FP16 has a smaller range than FP32, it's cause by internal implementation, onnxruntime doesn't have much perf optimization in this case while TRT has layer fusion for many transformer structure.
I'll check it later.
Could you please try TRT 8.6 GA? the result looks not very bad for me.
[I] Absolute Difference | Stats: mean=0.0068461, std-dev=0.017569, var=0.00030868, median=0.0038256, min=2.5518e-09 at (5, 67, 193), max=0.40559 at (7, 3, 32), avg-magnitude=0.0068461
[I] ---- Histogram ----
Bin Range | Num Elems | Visualization
(2.55e-09, 0.0406) | 519560 | ########################################
(0.0406 , 0.0811) | 1718 |
(0.0811 , 0.122 ) | 1038 |
(0.122 , 0.162 ) | 4 |
(0.162 , 0.203 ) | 984 |
(0.203 , 0.243 ) | 492 |
(0.243 , 0.284 ) | 0 |
(0.284 , 0.324 ) | 0 |
(0.324 , 0.365 ) | 0 |
(0.365 , 0.406 ) | 492 |
[E] FAILED | Runtime: 39.566s | Command: /home/scratch.zeroz_sw/miniconda3/bin/polygraphy run t5_fp32_encoder.onnx --onnxrt --trt --fp16 --trt-opt-shapes input_ids:[8,128] attention_mask:[8,128] --input-shapes input_ids:[8,128] attention_mask:[8,128]
[I] Error Metrics: encoder_last_hidden_state
[I] Minimum Required Tolerance: elemwise error | [abs=0.40578] OR [rel=1.8275e+15] (requirements may be lower if both abs/rel tolerances are set)

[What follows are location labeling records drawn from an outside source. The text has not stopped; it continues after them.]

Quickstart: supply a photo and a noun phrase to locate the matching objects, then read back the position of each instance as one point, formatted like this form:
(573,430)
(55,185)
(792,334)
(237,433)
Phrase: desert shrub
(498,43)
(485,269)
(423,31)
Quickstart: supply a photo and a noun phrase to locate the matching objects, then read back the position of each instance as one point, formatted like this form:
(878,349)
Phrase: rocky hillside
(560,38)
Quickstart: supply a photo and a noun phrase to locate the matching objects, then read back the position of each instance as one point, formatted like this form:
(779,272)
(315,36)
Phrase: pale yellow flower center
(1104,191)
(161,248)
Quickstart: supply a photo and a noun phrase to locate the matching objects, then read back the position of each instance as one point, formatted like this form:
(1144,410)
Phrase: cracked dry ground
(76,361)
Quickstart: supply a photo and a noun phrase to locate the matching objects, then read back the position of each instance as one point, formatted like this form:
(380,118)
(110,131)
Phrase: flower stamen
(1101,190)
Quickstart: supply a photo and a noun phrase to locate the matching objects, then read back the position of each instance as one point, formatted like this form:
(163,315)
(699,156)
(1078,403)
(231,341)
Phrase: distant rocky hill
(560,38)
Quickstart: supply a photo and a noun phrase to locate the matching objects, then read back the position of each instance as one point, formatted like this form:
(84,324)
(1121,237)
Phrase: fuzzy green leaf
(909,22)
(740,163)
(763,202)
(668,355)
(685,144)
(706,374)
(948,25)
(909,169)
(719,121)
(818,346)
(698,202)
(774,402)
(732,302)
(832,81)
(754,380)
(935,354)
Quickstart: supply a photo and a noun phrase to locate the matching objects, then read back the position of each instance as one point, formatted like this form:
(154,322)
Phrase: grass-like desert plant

[I] Absolute Difference | Stats: mean=0.006848, std-dev=0.017574, var=0.00030886, median=0.0038264, min=1.0194e-09 at (0, 127, 201), max=0.40578 at (7, 3, 32), avg-magnitude=0.006848
[I] ---- Histogram ----
Bin Range | Num Elems | Visualization
(1.02e-09, 0.0406) | 519564 | ########################################
(0.0406 , 0.0812) | 1714 |
(0.0812 , 0.122 ) | 1038 |
(0.122 , 0.162 ) | 4 |
(0.162 , 0.203 ) | 984 |
(0.203 , 0.243 ) | 492 |
(0.243 , 0.284 ) | 0 |
(0.284 , 0.325 ) | 0 |
(0.325 , 0.365 ) | 0 |
(0.365 , 0.406 ) | 492 |
[E] FAILED | Runtime: 40.150s | Command: /home/scratch.zeroz_sw/miniconda3/bin/polygraphy run t5_fp16_encoder.onnx --onnxrt --trt --fp16 --trt-opt-shapes input_ids:[8,128] attention_mask:[8,128] --input-shapes input_ids:[8,128] attention_mask:[8,128]
@zerollzeng Anyway I can use 8.6 without updating to CUDA 12?
Yes, or you can just use our tensorrt docker image.
Ok, I ended up updating to cuda12 and trt 8.6.1 and I'm still getting all-zero output for some reason
I was able to recover our transformer model from a similar situation by setting the reduce and unary layers to fp32:
for layer in network:
if layer.type in (
trt.LayerType.REDUCE,
trt.LayerType.UNARY,
):
layer.precision = trt.float32
The rest of the code can be found in this issue https://github.com/NVIDIA/TensorRT/issues/2899
I was able to recover our transformer model from a similar situation by setting the reduce and unary layers to fp32:
for layer in network: if layer.type in ( trt.LayerType.REDUCE, trt.LayerType.UNARY, ): layer.precision = trt.float32The rest of the code can be found in this issue #2899
Hi, the code in #2899 is a bit nasty with so many undetermined set_flags. Could you give a version that run successfully?